Voter guides in Santa Clara County are pictured in this file photo.

The county voter information guide aims to help registered voters pick candidates. For some races, it facilitates this. For others, however, it’s an impediment.

The problem is the steep cost to appear in the guide for certain candidates, including candidates for Congress, the state Legislature and a plethora of local offices. Only the independently wealthy or those generously funded by outside interests can afford it. The most hotly contested elections can attract this kind of funding, but for others it’s essentially left to candidates to pay, and it’s too costly.

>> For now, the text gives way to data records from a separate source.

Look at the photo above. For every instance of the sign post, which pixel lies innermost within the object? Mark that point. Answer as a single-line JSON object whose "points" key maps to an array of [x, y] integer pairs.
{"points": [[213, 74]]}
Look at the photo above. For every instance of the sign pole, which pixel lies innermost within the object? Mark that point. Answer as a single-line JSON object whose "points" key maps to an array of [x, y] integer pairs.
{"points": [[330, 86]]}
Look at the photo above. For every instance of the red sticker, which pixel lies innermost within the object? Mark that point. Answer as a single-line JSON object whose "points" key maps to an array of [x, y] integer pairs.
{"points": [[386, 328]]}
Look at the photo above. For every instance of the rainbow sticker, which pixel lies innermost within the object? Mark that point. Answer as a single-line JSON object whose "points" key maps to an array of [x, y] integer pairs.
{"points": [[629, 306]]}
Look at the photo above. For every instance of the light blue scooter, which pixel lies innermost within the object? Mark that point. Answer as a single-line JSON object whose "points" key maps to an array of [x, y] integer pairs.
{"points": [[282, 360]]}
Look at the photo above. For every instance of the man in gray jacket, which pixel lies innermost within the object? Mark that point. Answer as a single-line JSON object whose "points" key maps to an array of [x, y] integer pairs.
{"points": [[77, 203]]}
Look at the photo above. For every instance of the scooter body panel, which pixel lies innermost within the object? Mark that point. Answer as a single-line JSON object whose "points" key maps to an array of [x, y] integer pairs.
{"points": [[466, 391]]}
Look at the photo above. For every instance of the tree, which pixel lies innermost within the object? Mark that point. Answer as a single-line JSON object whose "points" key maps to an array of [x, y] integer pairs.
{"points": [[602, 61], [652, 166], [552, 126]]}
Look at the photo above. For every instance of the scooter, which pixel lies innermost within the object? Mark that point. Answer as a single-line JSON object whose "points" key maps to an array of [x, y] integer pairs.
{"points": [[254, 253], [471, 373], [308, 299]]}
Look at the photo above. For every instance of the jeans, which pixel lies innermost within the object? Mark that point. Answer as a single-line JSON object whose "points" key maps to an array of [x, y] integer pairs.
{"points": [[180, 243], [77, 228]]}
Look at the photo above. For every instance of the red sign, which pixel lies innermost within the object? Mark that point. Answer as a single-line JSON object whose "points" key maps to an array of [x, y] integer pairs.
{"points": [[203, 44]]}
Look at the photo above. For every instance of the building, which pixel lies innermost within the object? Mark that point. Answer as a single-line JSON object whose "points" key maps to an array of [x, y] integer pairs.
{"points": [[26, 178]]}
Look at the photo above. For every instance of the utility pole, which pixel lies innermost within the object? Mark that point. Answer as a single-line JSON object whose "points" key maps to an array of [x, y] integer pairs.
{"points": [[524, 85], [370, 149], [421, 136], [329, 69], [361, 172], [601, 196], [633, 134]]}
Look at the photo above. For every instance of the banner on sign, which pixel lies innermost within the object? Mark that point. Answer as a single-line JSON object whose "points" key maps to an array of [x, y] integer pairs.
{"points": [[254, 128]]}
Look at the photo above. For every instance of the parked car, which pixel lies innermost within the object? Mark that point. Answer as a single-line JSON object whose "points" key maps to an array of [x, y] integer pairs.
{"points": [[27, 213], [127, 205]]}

In 2022 I ran for a state office, California Assembly District 25, which comprises central and eastern San Jose. For the primary, the county charged me $4,684. I paid up. For the general election, it quoted $7,010. I declined. It would have eaten up too much of my budget.

The only way to communicate with voters was through laborious door-to-door canvassing. I visited thousands of households, but it was a fraction of the registered voters who receive the guide.

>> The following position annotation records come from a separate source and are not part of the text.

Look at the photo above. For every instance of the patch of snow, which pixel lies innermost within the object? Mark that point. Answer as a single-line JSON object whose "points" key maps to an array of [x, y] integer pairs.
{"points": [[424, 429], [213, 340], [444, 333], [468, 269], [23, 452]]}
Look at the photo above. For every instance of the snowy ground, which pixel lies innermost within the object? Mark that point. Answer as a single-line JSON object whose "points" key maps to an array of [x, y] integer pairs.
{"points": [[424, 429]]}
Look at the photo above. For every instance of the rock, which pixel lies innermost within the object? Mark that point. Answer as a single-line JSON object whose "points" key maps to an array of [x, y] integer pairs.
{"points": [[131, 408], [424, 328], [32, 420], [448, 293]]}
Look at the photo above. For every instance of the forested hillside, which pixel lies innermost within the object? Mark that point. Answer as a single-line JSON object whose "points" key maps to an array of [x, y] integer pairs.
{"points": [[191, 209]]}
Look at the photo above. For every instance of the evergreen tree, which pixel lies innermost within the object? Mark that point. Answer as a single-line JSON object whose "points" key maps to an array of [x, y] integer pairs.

San Diego County charges half what Santa Clara County does. For a race like mine, the average cost was just under $3,500 for the 2022 general election.

Moreover, San Diego County’s candidate statement charges are a maximum, but Santa Clara County’s are a minimum. The county warned us candidates that we could be billed further, in an unknown amount. A document the county produced in response to a Public Records Act request I made shows the final assessment could have been $8,290.

At the same time it imposes these costs, Santa Clara County seems to know the situation is untenable. Accordingly, it covers the entire cost for county candidates. To run for supervisor costs $18,910 for a candidate statement, but the county pays the whole fee. Candidates pay nothing.

Similarly, the Santa Clara Valley Open Space Authority subsidizes all but $500 for candidates for its board of directors. It, too, recognizes the unaffordability of the county’s voter guide statements.

Moreover, it’s been arranged that candidates for judgeships pay 1% of the incumbent judge’s salary, or about $2,250 to $2,750. The judiciary has persuaded the authorities that the fees would otherwise be too high for judicial candidates. A judicial candidate’s entire fee is about half of a single item for my Assembly District 25, namely $5,114 for printing costs.

We should be encouraging qualified candidates to run for federal, state and local offices, even if not backed by a lot of money. The high fee schedule discourages these things. The voter guide should further democracy, not be an impediment to it.

I addressed the Santa Clara County Board of Supervisors about this issue on May 16. Although I hope the county will find a solution, I am mindful of the ancient curse, “May you get what you wish for.” In future elections, a lower cost to candidates may mean that I have several opponents rather than the one I had in 2022. But I’ll take my chances rather than pay what could approach $20,000 to appear in the 2024 primary and general election voter guides.

Ted Stroll is a retired judicial staff attorney and president of the Sustainable Trails Coalition, a nationwide mountain biking advocacy organization. He’s been a San Jose resident since 2007.